Plug in the USB-C cable (or barrel jack power supply). Watch the ESP32 — the onboard LED should light up and start blinking. If you smell something burning or see smoke, UNPLUG IMMEDIATELY. No smoke? Great. Wait 10 seconds for it to boot.
Open the Build Wizard, select Finish Gate, scroll down to Verify Connection, enter the device IP, and hit RUN DIAGNOSTICS. You should see all green badges.
With the device powered on and working, pick up the whole shield assembly (carefully, holding the shield edges — not the wires). Give it a gentle shake. Look at the dashboard — still connected? Still showing data? Good.
Now shake it like a 10-year-old accidentally kicked the table the track is sitting on. Because that will happen. Multiple times. During the most important race of the day. If the dashboard drops connection or a wire comes loose, tighten that terminal and try again.
The ultimate test: arm the track, roll a car through the beam, and confirm the race timer works. If you get a time reading, congratulations — migration complete!
Check that all 38 pins are fully seated. Remove the ESP32 from the shield, inspect for bent pins, re-seat. Also verify your power source — USB cable plugged in? Barrel jack connected?
The signal wire is probably in the wrong terminal. Verify it's in Terminal 4 (not terminal 3 or 5). Also check that the IR emitter and receiver are actually facing each other and powered (red wire to 3V3, black to GND).
The shield doesn't affect WiFi. This is the same behavior the device had before migration. If WiFi was working before and isn't now, check that the ESP32 is fully seated (poor contact on antenna pins can weaken the signal). Also check that no wire is touching the ESP32's WiFi antenna area (the part that overhangs the PCB edge).

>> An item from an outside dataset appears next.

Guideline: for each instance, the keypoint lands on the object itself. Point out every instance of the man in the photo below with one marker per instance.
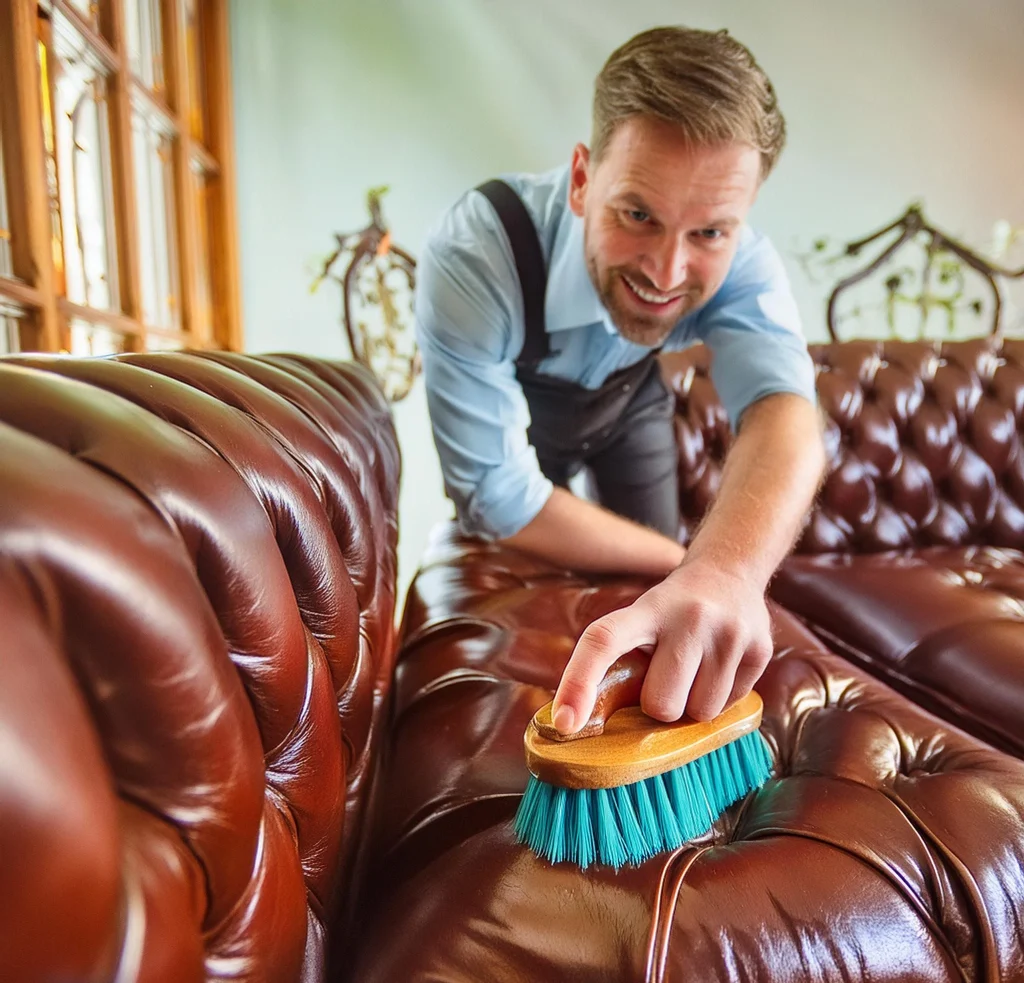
(540, 314)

Either not enough bare copper is exposed (strip more insulation) or the wire gauge is too thin. Try folding the stripped tip in half to make it thicker, then re-insert and tighten. Solid-core wire holds better than stranded in screw terminals.
Unplug immediately. Don't panic. Common causes: (1) power and ground swapped (red/black in wrong terminals), (2) bare wire touching an adjacent terminal (short circuit), (3) wrong voltage (5V where 3.3V expected). Check every connection against the table. Fix the mistake. Components may or may not have survived — power up again after fixing and check diagnostics.
Every wire is locked down. Every terminal is tightened. The M.A.S.S. Trap fleet is production-grade.
The Dupont wires are now spare parts. Keep them — they're perfect for prototyping the next module.